As pesquisadoras da Universidade Federal Fluminense UFF), Hildete Pereira e Lucilene Morandi, do Departamento de Economia, desenvolveram, no mês delas, uma linha de pesquisa que visa entender o panorama nacional sobre o trabalho não pago realizado por mulheres, ou seja, os afazeres domésticos e a função reprodutiva e de cuidados designados socialmente como de responsabilidade do gênero feminino.
Um dos artigos, financiados pela fundação alemã Friedrich Ebert Stiftung, foca no período pandêmico, visando entender se a tendência internacional das mulheres saírem do mercado de trabalho mais do que homens se aplicava ao Brasil.
“Com o fechamento das escolas e creches e a necessidade de trazer todos os cuidados para dentro de casa 24h por dia, foi a força feminina que assumiu esse papel, levando em consideração que tradicionalmente as mulheres fazem esse trabalho. Notificamos que elas estavam sobrecarregadas, abandonando o trabalho, sem conseguir dar conta de tudo. Elas tiveram que sair de suas ocupações porque era a única opção, já que no geral ganham menos que os homens, e na hora do aperto alguém vai ter que cuidar da casa e das crianças, no caso quem ganha menos. Como as mulheres estão menos integradas no mercado de trabalho, foram as que, no mundo inteiro, foram obrigadas a sair de seus empregos”, explica Lucilene.
A apresentação de um Projeto de Lei (PL) do atual governo, tentar garantir a igualdade salarial de gênero. A medida, se aprovada, terá grande impacto na vida das brasileiras, visto que mulheres ganharam cerca de 20% a menos que os homens em 2021, ainda que ocupassem o mesmo cargo e grau de escolaridade, segundo dados mais recentes do Ibge.
O estudo foi realizado através de uma pesquisa online com 3.060 pessoas de todas as regiões brasileiras; dentre elas, 2.416 mulheres, com questões sobre o que são e quem promove os cuidados realizados em casa. Além disso, as pesquisadoras realizaram entrevistas por telefone com os participantes. Os resultados obtidos mostram que a conciliação trabalho/família ainda é vivida com dificuldade pela parcela feminina. A situação é bem explicitada no artigo “Os cuidados no Brasil: mercado de trabalho e percepções”, elaborado em conjunto com a docente Lorena Moraes, do Departamento de Sociologia:
"Ainda não se compreendem os cuidados em sua dimensão mais ampla, considerando o seu papel e importância na vida de todas as pessoas, especialmente para as principais fornecedoras da atividade: as mulheres.
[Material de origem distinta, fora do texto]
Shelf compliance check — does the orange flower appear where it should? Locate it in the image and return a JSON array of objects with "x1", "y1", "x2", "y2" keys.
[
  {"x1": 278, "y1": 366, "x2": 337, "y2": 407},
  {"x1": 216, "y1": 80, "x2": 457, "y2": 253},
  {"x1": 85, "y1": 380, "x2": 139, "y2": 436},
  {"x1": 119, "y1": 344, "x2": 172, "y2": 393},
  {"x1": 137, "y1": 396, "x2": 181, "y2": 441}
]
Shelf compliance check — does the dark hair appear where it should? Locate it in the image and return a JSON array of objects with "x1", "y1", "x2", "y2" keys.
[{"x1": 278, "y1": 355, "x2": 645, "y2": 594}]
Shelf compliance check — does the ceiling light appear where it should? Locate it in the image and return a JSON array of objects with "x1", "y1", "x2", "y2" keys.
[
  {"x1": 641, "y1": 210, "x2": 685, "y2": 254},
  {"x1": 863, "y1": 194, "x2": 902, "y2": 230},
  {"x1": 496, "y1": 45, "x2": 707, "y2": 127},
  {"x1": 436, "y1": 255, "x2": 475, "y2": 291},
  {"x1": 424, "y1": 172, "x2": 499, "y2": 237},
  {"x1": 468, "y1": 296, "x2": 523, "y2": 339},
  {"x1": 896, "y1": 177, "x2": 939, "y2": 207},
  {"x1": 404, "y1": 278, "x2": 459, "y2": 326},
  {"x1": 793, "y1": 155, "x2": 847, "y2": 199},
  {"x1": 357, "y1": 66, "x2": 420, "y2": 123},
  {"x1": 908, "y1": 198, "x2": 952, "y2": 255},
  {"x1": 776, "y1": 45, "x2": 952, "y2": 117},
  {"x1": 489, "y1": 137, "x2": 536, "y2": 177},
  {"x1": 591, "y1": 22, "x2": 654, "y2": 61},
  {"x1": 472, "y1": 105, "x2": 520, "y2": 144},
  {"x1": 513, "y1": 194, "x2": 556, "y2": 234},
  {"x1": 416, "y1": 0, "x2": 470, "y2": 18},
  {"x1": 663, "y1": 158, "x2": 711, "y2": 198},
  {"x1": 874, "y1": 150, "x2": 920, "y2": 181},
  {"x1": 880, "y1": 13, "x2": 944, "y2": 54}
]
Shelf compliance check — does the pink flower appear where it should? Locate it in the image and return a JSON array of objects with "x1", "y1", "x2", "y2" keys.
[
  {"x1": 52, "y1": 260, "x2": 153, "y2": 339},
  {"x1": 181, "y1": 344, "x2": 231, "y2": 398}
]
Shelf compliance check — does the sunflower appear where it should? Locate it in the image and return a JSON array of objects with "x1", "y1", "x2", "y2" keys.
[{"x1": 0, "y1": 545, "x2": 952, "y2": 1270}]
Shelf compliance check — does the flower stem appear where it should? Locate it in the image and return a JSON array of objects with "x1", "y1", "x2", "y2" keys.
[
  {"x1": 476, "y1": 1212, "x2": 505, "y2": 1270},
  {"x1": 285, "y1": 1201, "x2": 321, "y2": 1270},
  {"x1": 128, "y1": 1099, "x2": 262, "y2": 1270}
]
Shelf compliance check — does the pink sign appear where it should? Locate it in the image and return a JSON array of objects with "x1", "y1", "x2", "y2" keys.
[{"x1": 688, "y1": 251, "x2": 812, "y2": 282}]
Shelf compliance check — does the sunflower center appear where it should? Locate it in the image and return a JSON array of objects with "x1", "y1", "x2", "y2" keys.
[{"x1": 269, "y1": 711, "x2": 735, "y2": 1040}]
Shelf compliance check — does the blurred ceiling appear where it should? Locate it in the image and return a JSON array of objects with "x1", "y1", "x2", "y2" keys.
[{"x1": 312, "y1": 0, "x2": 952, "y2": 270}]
No campo acadêmico, compreendemos os cuidados como relação de serviço, apoio e assistência, implicando responsabilidade diante de outrem, além de classificarmos como uma categoria de trabalho (remunerado ou não), majoritariamente prestado por mulheres, que quando não comercializado não obtém valor mercantil; logo, comumente invisibilizado e desvalorizado pela sociedade”, afirma a pesquisadora.
No que se refere ao senso comum que perdura na sociedade sobre a responsabilidade dos afazeres domésticos imposta ao gênero feminino, a professora Lucilene afirma que a quebra de paradigma em relação aos cuidados, a quem é responsável e como ele vai ser dividido, requer mudanças culturais, sociais e de costumes.
"Começa pela educação, ampliação da discussão sobre a importância dos cuidados e a melhor distribuição dessas tarefas, incluindo o setor público na sua relação de oferta de serviços e o setor privado em relação ao tempo obrigatório de trabalho, como ele pode ser redimensionado para caber os cuidados”, disse a professora.
A pesquisa trabalha apontando o problema com base nos diversos dados extraídos do contato com os voluntários e, ao final, propõe políticas públicas que auxiliam no combate à desigualdade de gênero, para que as mulheres não se sintam sobrecarregadas ao conciliarem a vida profissional com os cuidados.
Dentre as principais ações governamentais, Lucilene prioriza a questão da oferta e disponibilidade de creches e escolas públicas de horário integral, de amplo acesso à população de baixa renda. "Seria uma das mais importantes depois da moradia, porque permitiria que as mulheres conseguissem um melhor nível de cuidado para seus filhos. Além disso, as creches são de poucas horas por dia, e isso impede que as mulheres possam trabalhar e estudar, dificultando, assim, sua participação efetiva e competitiva no mercado de trabalho”, finaliza Morandi.